Sunday, June 18, 2017

Amy Bloom

“Learning to listen, letting people finish their sentences, and most of all, the habit of noticing the difference between what people say and how they say it. {on the habits of psychoanalytic training and practice applied to fiction writing} The gap between what people tell you and what's really going on is what interests me.”
― Amy Bloom

“Some people are your family no matter when you find them, and some people are not, even if you are laid, still wet and crumpled, in their arms.”
― Amy Bloom, Love Invents Us

“Sophisticated readers understand that writers work out their anger, their conflicts, their endless grief and rolling list of loss, through their stories.
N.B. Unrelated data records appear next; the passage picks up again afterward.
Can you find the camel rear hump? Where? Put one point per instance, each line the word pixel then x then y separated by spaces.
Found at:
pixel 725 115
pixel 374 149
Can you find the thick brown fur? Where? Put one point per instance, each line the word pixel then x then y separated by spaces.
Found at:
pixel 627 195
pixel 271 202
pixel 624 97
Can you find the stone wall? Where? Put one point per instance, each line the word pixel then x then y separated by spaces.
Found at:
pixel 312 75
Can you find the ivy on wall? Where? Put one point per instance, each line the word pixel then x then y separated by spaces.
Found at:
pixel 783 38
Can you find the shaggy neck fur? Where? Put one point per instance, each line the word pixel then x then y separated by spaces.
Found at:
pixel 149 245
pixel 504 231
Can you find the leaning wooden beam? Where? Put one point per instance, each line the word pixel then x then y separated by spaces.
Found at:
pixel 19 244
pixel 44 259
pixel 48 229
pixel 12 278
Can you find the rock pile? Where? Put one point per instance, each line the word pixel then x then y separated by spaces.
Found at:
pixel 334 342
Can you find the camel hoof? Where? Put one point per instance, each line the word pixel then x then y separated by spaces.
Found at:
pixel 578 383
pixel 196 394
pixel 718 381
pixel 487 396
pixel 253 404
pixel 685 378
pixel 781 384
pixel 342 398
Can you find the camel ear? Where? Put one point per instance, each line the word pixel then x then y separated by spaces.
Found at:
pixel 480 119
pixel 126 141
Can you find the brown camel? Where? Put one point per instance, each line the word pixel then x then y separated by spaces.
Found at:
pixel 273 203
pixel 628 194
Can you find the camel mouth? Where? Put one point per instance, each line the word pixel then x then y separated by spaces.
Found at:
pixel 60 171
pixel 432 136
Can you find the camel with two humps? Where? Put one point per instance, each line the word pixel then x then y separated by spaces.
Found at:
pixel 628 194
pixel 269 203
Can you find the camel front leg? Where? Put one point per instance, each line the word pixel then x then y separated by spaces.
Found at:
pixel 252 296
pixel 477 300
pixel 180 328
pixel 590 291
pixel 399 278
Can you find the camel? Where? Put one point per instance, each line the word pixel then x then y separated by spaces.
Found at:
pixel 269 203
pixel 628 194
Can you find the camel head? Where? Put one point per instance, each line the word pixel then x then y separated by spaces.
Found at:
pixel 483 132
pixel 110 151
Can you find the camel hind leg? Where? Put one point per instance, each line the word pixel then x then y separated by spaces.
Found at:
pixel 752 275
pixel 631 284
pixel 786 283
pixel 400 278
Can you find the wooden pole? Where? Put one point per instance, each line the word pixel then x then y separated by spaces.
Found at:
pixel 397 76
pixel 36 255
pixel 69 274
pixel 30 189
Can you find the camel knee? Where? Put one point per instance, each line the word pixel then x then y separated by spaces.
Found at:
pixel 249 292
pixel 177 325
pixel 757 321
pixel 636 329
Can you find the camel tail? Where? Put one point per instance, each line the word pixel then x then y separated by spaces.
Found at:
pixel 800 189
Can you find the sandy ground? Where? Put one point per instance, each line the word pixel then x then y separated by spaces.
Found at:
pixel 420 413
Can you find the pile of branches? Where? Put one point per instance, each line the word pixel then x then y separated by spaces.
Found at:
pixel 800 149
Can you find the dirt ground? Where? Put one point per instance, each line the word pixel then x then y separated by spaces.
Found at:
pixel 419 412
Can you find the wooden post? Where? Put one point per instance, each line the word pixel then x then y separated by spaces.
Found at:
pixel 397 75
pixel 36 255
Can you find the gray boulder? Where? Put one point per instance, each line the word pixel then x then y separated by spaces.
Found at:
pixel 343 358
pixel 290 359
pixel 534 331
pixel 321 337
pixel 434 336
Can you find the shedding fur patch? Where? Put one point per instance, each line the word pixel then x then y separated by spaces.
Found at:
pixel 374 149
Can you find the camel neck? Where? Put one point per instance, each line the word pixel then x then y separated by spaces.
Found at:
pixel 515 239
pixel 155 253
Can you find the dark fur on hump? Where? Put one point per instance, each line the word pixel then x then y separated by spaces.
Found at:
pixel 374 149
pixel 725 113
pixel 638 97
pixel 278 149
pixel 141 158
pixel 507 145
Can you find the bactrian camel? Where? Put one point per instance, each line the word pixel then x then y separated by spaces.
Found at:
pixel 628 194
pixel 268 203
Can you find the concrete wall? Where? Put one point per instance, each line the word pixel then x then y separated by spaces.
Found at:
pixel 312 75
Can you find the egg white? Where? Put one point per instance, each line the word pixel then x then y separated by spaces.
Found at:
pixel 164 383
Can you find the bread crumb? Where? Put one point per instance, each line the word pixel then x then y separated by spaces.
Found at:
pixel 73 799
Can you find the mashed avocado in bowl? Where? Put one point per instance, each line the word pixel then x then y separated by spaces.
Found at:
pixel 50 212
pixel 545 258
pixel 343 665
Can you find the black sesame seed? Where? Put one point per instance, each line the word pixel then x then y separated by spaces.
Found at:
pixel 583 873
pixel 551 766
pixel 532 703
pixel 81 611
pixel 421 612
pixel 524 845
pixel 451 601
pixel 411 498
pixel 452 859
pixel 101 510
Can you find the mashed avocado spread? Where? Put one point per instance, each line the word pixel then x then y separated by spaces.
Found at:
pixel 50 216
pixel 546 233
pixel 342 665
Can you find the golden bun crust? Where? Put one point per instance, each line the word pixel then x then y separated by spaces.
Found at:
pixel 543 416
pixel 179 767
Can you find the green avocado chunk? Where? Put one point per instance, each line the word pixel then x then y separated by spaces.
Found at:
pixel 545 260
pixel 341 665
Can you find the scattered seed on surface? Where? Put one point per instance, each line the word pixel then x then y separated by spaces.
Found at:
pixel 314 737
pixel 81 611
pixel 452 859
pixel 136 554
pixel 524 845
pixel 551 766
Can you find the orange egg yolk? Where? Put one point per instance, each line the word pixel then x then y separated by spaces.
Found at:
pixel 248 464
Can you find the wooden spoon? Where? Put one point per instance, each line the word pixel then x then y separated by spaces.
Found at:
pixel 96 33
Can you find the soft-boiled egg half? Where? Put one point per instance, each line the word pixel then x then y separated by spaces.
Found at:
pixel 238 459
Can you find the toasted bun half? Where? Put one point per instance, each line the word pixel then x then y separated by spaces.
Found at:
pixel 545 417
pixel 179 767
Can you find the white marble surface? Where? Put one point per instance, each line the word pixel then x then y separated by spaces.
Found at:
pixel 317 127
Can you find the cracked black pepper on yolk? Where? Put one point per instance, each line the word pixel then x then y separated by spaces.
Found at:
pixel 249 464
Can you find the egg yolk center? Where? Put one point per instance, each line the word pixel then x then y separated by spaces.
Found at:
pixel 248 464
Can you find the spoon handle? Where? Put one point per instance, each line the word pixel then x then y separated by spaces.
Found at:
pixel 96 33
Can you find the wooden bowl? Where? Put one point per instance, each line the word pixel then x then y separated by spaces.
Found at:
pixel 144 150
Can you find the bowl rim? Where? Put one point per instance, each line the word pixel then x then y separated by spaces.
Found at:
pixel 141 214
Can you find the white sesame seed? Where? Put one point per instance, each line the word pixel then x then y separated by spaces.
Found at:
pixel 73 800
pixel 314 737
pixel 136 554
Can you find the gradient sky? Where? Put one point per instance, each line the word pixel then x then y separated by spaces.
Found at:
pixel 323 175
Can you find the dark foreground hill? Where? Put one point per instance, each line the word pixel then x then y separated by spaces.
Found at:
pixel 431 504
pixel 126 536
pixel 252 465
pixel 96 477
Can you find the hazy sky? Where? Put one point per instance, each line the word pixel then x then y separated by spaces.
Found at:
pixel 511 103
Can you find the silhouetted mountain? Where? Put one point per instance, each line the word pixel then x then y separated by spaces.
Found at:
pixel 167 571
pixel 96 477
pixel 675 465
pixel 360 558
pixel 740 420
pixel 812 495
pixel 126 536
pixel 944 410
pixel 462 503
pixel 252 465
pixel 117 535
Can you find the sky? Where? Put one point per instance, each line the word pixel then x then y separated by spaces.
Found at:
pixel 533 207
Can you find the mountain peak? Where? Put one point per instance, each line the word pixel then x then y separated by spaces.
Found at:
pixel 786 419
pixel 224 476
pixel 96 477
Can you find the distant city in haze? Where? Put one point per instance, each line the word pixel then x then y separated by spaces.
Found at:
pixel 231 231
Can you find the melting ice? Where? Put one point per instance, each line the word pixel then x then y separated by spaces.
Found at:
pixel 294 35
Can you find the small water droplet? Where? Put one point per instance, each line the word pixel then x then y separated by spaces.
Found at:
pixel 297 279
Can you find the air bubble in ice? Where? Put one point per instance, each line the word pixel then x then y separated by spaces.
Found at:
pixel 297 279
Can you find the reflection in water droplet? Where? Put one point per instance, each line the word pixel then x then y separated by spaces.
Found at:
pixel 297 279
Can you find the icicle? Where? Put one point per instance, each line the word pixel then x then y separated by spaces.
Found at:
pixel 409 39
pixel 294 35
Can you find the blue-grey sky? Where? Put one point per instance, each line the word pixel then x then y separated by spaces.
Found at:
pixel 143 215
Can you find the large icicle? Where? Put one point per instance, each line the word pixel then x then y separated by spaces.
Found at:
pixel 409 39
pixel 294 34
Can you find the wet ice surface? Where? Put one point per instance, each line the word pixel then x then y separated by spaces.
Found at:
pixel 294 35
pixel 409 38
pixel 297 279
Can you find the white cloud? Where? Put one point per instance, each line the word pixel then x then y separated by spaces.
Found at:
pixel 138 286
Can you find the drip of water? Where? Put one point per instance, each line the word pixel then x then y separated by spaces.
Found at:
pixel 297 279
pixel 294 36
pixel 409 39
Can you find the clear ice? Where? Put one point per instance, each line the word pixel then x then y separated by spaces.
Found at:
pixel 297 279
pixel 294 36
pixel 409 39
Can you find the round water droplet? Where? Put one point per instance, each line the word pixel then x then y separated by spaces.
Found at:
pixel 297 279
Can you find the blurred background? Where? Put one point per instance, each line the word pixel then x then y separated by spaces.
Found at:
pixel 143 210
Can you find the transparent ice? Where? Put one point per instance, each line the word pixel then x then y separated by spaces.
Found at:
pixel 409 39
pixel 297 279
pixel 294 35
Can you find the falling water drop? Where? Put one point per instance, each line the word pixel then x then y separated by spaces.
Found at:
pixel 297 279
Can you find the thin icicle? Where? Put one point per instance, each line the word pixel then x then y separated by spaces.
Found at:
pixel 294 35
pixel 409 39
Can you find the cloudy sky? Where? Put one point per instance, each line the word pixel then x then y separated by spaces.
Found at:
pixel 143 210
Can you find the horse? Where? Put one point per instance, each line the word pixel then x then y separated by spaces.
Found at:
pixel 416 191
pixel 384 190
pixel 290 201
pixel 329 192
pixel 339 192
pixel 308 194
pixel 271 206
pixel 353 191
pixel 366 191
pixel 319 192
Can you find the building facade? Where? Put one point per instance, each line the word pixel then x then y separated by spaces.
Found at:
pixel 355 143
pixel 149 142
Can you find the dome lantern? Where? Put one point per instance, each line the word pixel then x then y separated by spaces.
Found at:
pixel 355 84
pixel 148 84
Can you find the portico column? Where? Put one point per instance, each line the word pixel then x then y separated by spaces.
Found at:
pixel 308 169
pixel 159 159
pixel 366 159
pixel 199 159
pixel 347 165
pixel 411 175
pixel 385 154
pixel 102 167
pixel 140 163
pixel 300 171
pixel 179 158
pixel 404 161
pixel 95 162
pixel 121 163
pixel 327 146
That however mean-spirited or diabolical, it's only a story. That the darkness in the soul is shaped into type and lies there, brooding and inert, black on the page, and active, dangerous, only in the reader's mind. Actually, harmless. I am not harmless.”
― Amy Bloom, A Blind Man Can See How Much I Love You

“I have made the best and happiest ending that I can in this world, made it out of the flax and netting and leftover trim of someone else's life, I know, but made it to keep the innocent safe and the guilty punished, and I have made it as the world should be and not as I have found it.”
― Amy Bloom, A Blind Man Can See How Much I Love You

“I think the most important thing in the world is being brave. I'd rather be brave than beautiful. Hell, I'd settle for acting brave.”